La Mohang Daeng Mangkona sempat tidak dikenal
oleh sebagian masyarakat setempat dan setelah ditemukan oleh Muhammad Toha
ketika membuka lahan. Keberadaannya mulai dikenal kembali dan menjadi Cagar Budaya
Nasional setelah beliau melaporkan ke pegawai Museum Tenggarong kemudian
dilaporkan ke pemerintah pusat.
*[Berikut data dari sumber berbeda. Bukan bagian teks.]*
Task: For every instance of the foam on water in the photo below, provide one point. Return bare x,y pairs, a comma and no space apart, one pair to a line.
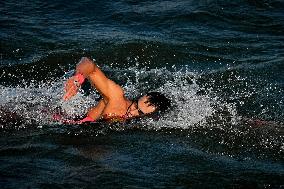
191,105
Beliau menjadi juru kunci makam yang pertama
dan kemudian digantikan oleh anak sulungnya Suriansyah dan sekarang digantikan
oleh anak bungsunya Abdillah.
Sebagai
seorang calon pelestari sastra dan budaya harapan saya terhadap keberadaan
makam La Mohang Daeng Mangkona adalah agar makam tersebut lebih diperdulikan
oleh pemerintah kota Samarinda tidak hanya berziarah jika ada maksudnya saja
dan harapannya juga dapat dimasukkan kedalam materi pembelajaran sejarah
khususnya siswa dan mahasiswa yang berada di Samarinda, supaya keberadaannya
lebih dikenal oleh masyarakat setempat dan seluruh warga Indonesia.
Sumber
Referensi:
Budianta, Melani. 1995. Teori Kesusastraan. Jakarta: PT Gramedia Pustaka Utama
Danandjaja, James. 2007. Folklor Indonesia. Jakarta: PT Pustaka Utama Grafiti
Maula, Amiruddin. 1994. Cerita
rakyat dari Kalimantan Timur. Jakarta: Gramedia Widiasarana Indonesia
Drs.
Supeno, Ahmad. 2015. Kamus Praktis Bahasa Indonesia Edisi
Terbaru. Yoyakarta: Pyramid Yogyakarta
Susanto, Dwi, S.S., M.Hum. 2016. Pengantar Kajian Sastra. Jakarta: PT.